Pick a substring that is unlikely to appear in user content and unlikely to churn (avoid version numbers, dates, or rephrased sentences). If the prompt in the codebase changes, your mock will silently fall through — log the fingerprint match in the request log so divergence is easy to spot.

Drive a tool-call loop

js
return {
  kind: 'message',
  content: "I'll glob first.",
  tool_calls: [toolCall('glob', { pattern: '**/*.md' })],
};

finish_reason defaults to 'tool_calls' when tool_calls is present, 'stop' otherwise. Override with finish_reason: 'length' to test truncation handling.

Simulate context overflow

js
if (inputTokens >= 30000) {
  return {
    kind: 'error',
    status: 400,
    body: errorBody(
      `This model's maximum context length is 30000 tokens.
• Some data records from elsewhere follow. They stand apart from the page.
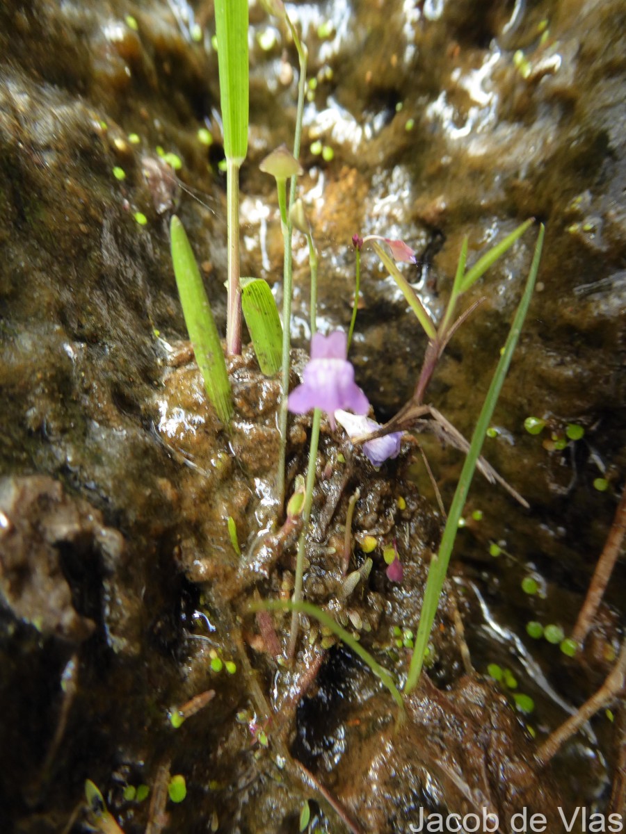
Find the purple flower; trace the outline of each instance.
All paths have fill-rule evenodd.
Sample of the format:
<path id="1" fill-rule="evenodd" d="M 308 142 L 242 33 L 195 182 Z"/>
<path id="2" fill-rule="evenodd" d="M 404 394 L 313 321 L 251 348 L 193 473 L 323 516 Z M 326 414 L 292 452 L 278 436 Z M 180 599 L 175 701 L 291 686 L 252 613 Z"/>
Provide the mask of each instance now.
<path id="1" fill-rule="evenodd" d="M 310 359 L 305 368 L 304 382 L 289 395 L 289 410 L 305 414 L 321 409 L 335 429 L 337 409 L 351 409 L 366 414 L 370 404 L 354 381 L 354 368 L 348 362 L 348 338 L 341 330 L 327 336 L 316 333 L 310 342 Z"/>
<path id="2" fill-rule="evenodd" d="M 394 560 L 387 567 L 386 573 L 390 582 L 397 582 L 399 585 L 402 581 L 402 577 L 404 576 L 404 568 L 402 567 L 402 563 L 397 557 L 397 554 L 396 555 Z"/>
<path id="3" fill-rule="evenodd" d="M 369 417 L 356 417 L 349 414 L 347 411 L 337 410 L 335 417 L 340 425 L 346 430 L 346 434 L 351 440 L 353 437 L 361 437 L 369 435 L 381 426 L 376 420 Z M 384 437 L 377 437 L 363 444 L 363 454 L 374 466 L 381 466 L 390 458 L 396 458 L 400 454 L 400 444 L 402 440 L 401 431 L 394 431 Z"/>
<path id="4" fill-rule="evenodd" d="M 404 264 L 416 263 L 415 252 L 403 240 L 391 240 L 389 238 L 385 238 L 385 243 L 391 250 L 394 260 L 401 261 Z"/>

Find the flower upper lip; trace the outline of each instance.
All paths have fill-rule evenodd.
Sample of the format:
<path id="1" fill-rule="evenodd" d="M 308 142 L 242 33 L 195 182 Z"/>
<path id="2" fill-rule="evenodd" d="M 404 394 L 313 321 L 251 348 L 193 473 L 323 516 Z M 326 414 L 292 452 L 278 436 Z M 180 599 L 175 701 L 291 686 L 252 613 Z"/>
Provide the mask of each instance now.
<path id="1" fill-rule="evenodd" d="M 354 381 L 354 368 L 346 358 L 347 346 L 347 336 L 342 330 L 334 330 L 327 336 L 315 334 L 302 384 L 289 395 L 290 411 L 305 414 L 311 409 L 321 409 L 333 430 L 338 409 L 367 414 L 370 403 Z"/>

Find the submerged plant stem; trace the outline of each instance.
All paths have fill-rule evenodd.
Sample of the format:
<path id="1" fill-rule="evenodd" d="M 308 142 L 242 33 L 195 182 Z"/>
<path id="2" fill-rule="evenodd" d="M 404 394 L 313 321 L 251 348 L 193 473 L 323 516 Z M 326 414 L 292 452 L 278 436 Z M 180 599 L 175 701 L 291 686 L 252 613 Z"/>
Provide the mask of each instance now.
<path id="1" fill-rule="evenodd" d="M 348 350 L 352 341 L 354 326 L 356 323 L 356 310 L 359 306 L 359 292 L 361 291 L 361 249 L 356 249 L 356 259 L 355 263 L 355 286 L 354 286 L 354 304 L 352 305 L 352 318 L 350 319 L 350 329 L 348 329 Z"/>
<path id="2" fill-rule="evenodd" d="M 239 273 L 239 159 L 226 161 L 226 201 L 228 219 L 228 309 L 226 315 L 226 353 L 241 353 L 241 287 Z"/>
<path id="3" fill-rule="evenodd" d="M 305 109 L 305 93 L 306 88 L 306 51 L 298 38 L 295 27 L 286 15 L 287 23 L 298 50 L 300 58 L 300 80 L 298 82 L 298 108 L 295 117 L 295 134 L 294 136 L 294 157 L 300 156 L 300 145 L 302 138 L 302 115 Z M 289 208 L 295 200 L 296 177 L 291 177 L 289 189 Z M 280 201 L 280 198 L 279 198 Z M 289 396 L 289 369 L 291 354 L 291 284 L 292 284 L 292 257 L 291 257 L 291 220 L 289 213 L 285 212 L 285 228 L 283 229 L 283 243 L 285 255 L 283 259 L 283 367 L 282 367 L 282 397 L 280 410 L 278 416 L 279 431 L 280 433 L 280 449 L 278 458 L 278 474 L 276 475 L 276 497 L 282 505 L 285 502 L 285 463 L 287 456 L 287 397 Z M 282 218 L 282 209 L 281 209 Z M 286 229 L 286 234 L 285 234 Z"/>
<path id="4" fill-rule="evenodd" d="M 310 430 L 310 447 L 309 449 L 309 465 L 306 469 L 306 491 L 305 492 L 305 503 L 302 507 L 302 530 L 298 539 L 298 555 L 295 560 L 295 580 L 294 582 L 294 603 L 300 602 L 302 600 L 302 576 L 305 572 L 305 545 L 306 544 L 306 534 L 309 531 L 309 520 L 310 518 L 310 508 L 313 505 L 313 487 L 316 483 L 316 465 L 317 463 L 317 445 L 320 441 L 320 423 L 321 421 L 321 410 L 316 409 L 313 411 L 313 425 Z M 289 650 L 287 657 L 293 657 L 295 652 L 295 643 L 298 639 L 298 611 L 295 608 L 291 613 L 291 633 L 289 638 Z"/>
<path id="5" fill-rule="evenodd" d="M 367 651 L 363 646 L 354 639 L 352 635 L 346 631 L 346 629 L 341 628 L 339 623 L 336 622 L 335 620 L 328 614 L 326 611 L 322 610 L 321 608 L 318 608 L 317 605 L 314 605 L 311 602 L 295 602 L 293 600 L 268 600 L 265 602 L 253 602 L 250 605 L 250 610 L 255 611 L 260 609 L 265 609 L 268 611 L 280 611 L 285 609 L 291 610 L 295 614 L 305 614 L 307 616 L 314 617 L 322 626 L 326 626 L 329 628 L 334 634 L 339 637 L 342 643 L 345 643 L 349 648 L 351 648 L 356 655 L 366 663 L 370 669 L 374 672 L 376 677 L 380 678 L 381 682 L 386 686 L 389 691 L 391 693 L 391 696 L 396 703 L 400 707 L 400 717 L 404 716 L 404 701 L 402 701 L 402 696 L 400 694 L 397 686 L 394 683 L 393 678 L 391 674 L 381 666 L 377 661 L 376 661 L 372 656 Z"/>

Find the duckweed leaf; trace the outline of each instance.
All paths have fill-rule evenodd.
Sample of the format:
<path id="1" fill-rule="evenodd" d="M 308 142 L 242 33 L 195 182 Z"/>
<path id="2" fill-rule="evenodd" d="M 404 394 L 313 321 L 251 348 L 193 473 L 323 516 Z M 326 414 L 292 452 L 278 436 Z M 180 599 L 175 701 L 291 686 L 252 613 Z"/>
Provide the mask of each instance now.
<path id="1" fill-rule="evenodd" d="M 283 329 L 270 285 L 261 279 L 242 278 L 241 306 L 259 367 L 272 376 L 280 369 Z"/>
<path id="2" fill-rule="evenodd" d="M 195 359 L 209 399 L 222 422 L 228 423 L 233 415 L 230 381 L 209 299 L 189 239 L 175 214 L 169 229 L 174 272 Z"/>

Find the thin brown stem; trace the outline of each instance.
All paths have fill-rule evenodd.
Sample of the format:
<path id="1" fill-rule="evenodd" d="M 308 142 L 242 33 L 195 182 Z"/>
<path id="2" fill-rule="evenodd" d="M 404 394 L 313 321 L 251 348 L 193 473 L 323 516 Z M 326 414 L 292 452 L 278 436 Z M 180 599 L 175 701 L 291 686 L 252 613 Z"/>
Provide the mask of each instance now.
<path id="1" fill-rule="evenodd" d="M 621 500 L 615 511 L 615 518 L 608 531 L 600 558 L 598 560 L 589 590 L 587 591 L 585 601 L 572 632 L 572 637 L 577 643 L 583 643 L 585 637 L 589 633 L 593 617 L 600 605 L 608 580 L 611 578 L 611 573 L 619 555 L 619 550 L 625 534 L 626 489 L 622 493 Z"/>
<path id="2" fill-rule="evenodd" d="M 622 643 L 618 661 L 604 683 L 586 701 L 573 716 L 551 733 L 535 753 L 541 766 L 546 765 L 563 745 L 586 723 L 598 710 L 610 704 L 626 684 L 626 640 Z"/>

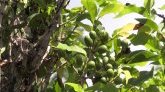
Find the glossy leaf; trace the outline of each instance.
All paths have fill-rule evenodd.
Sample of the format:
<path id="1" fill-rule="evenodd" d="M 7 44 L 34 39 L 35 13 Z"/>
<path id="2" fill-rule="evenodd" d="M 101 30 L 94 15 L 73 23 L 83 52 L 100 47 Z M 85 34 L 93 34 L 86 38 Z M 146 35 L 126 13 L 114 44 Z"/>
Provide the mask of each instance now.
<path id="1" fill-rule="evenodd" d="M 154 5 L 155 0 L 144 0 L 144 7 L 150 10 Z"/>
<path id="2" fill-rule="evenodd" d="M 75 92 L 83 92 L 83 88 L 79 84 L 75 83 L 65 83 L 65 85 L 68 85 L 74 89 Z"/>
<path id="3" fill-rule="evenodd" d="M 161 9 L 161 10 L 164 10 L 164 9 L 165 9 L 165 5 L 163 5 L 160 9 Z"/>
<path id="4" fill-rule="evenodd" d="M 138 50 L 138 51 L 131 52 L 127 56 L 127 62 L 129 64 L 146 62 L 146 61 L 151 61 L 152 59 L 156 58 L 157 56 L 158 55 L 155 55 L 154 53 L 152 53 L 150 51 Z"/>
<path id="5" fill-rule="evenodd" d="M 136 20 L 139 21 L 144 26 L 148 26 L 149 28 L 151 28 L 154 31 L 158 30 L 158 25 L 154 21 L 152 21 L 151 19 L 137 18 Z"/>
<path id="6" fill-rule="evenodd" d="M 131 32 L 134 30 L 137 24 L 134 23 L 128 23 L 127 25 L 123 26 L 122 28 L 115 31 L 116 35 L 120 35 L 123 37 L 128 37 Z"/>
<path id="7" fill-rule="evenodd" d="M 128 6 L 124 6 L 123 9 L 121 10 L 121 12 L 119 12 L 119 14 L 116 16 L 118 17 L 122 17 L 126 14 L 130 14 L 130 13 L 138 13 L 138 14 L 143 14 L 144 12 L 144 8 L 143 7 L 137 7 L 135 5 L 128 5 Z"/>
<path id="8" fill-rule="evenodd" d="M 92 22 L 94 22 L 97 17 L 97 6 L 95 0 L 81 0 L 81 3 L 88 10 Z"/>
<path id="9" fill-rule="evenodd" d="M 111 90 L 109 90 L 111 89 Z M 111 83 L 95 83 L 92 87 L 87 88 L 85 91 L 94 92 L 94 91 L 103 91 L 103 92 L 118 92 L 118 89 Z"/>
<path id="10" fill-rule="evenodd" d="M 131 38 L 133 45 L 145 45 L 148 42 L 149 35 L 144 32 L 139 32 L 136 36 Z"/>
<path id="11" fill-rule="evenodd" d="M 85 56 L 87 55 L 86 51 L 84 49 L 82 49 L 81 47 L 77 46 L 77 45 L 68 46 L 67 44 L 59 43 L 56 48 L 61 49 L 61 50 L 78 52 L 78 53 L 84 54 Z"/>
<path id="12" fill-rule="evenodd" d="M 155 37 L 150 36 L 148 42 L 145 44 L 145 47 L 149 50 L 159 52 L 160 50 L 159 40 Z"/>
<path id="13" fill-rule="evenodd" d="M 108 13 L 118 13 L 123 10 L 124 6 L 120 3 L 108 4 L 100 12 L 99 17 L 102 17 Z"/>

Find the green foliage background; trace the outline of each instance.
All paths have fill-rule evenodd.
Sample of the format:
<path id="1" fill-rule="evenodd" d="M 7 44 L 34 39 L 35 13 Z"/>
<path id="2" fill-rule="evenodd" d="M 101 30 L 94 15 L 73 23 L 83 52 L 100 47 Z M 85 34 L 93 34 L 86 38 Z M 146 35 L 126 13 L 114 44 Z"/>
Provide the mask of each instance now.
<path id="1" fill-rule="evenodd" d="M 53 0 L 34 0 L 34 6 L 31 2 L 19 1 L 16 12 L 29 9 L 29 14 L 24 15 L 28 19 L 25 22 L 41 33 L 49 26 L 57 4 Z M 58 56 L 58 60 L 47 92 L 164 92 L 165 17 L 153 8 L 154 0 L 144 0 L 142 7 L 117 0 L 81 0 L 81 3 L 82 7 L 63 8 L 59 28 L 54 29 L 50 38 L 49 55 Z M 36 10 L 30 10 L 30 7 L 36 7 Z M 165 8 L 160 6 L 160 9 Z M 109 35 L 99 19 L 111 13 L 115 18 L 130 13 L 144 18 L 137 18 L 137 24 L 126 24 Z M 160 24 L 155 23 L 156 16 L 163 19 Z M 85 19 L 90 20 L 92 26 L 84 24 L 82 20 Z M 17 27 L 17 32 L 22 32 L 22 26 Z M 4 33 L 6 44 L 14 28 L 6 28 L 10 30 Z M 137 33 L 130 34 L 134 30 Z M 84 32 L 89 34 L 84 36 Z M 143 45 L 146 50 L 131 51 L 130 45 Z M 8 49 L 7 45 L 1 48 L 1 54 L 5 49 Z M 152 65 L 150 70 L 136 68 L 147 64 Z M 47 69 L 43 67 L 38 78 L 46 76 L 45 72 Z M 88 85 L 87 79 L 91 79 L 92 86 Z M 39 89 L 37 86 L 36 90 Z"/>

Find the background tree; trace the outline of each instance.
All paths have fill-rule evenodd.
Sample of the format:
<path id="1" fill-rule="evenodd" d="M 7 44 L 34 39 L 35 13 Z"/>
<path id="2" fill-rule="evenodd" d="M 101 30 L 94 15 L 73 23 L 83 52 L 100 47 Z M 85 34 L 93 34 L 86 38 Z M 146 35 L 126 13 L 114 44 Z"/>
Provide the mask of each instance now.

However, you requested 0 output tokens and your prompt contains at least ${inputTokens} input tokens, for a total of at least ${inputTokens} tokens.`,
      'invalid_request_error',
      { param: 'input_tokens' },
    ),
  };
}

Override usage when client behavior depends on it

Some client flows branch on the reported usage block — token counts feed budget checks, telemetry, retry/backoff logic, and similar guards. The default usage is chars/4 over the raw request body, which roughly tracks the real conversation size. When that's not what your scenario needs, pass usage explicitly to spoof a specific count:

js
return {
  kind: 'message',
  content: '...',
  usage: { prompt_tokens: 5000, completion_tokens: 50, total_tokens: 5050 },
};

Gotchas

  • Streaming vs non-streaming both need to work. Most flows stream, but some sub-paths (notably non-interactive utility calls) use non-streaming. The template handles both — don't add response logic that only works for one mode.
  • finish_reason: 'tool_calls' is required when emitting tool_calls. The template defaults to this; only override when intentionally testing malformed responses.
  • Distinguishing requests by index alone is fragile. The CLI may retry, background-fetch, or fan out. Prefer matching on message content.
  • Approximate token counting (chars/4) is fine for shape tests but will not match a real tokenizer. Don't write assertions tighter than ±20%.

Reference: existing specialization

knowledge/qwen-code/scripts/issue-3664-mock-server.js is a worked example — the template specialized to reproduce subagent context overflow. It shows caller fingerprinting, error injection at a token threshold, and per-caller response branching. Read it side-by-side with the template if you need to see how the pieces fit together for a concrete scenario.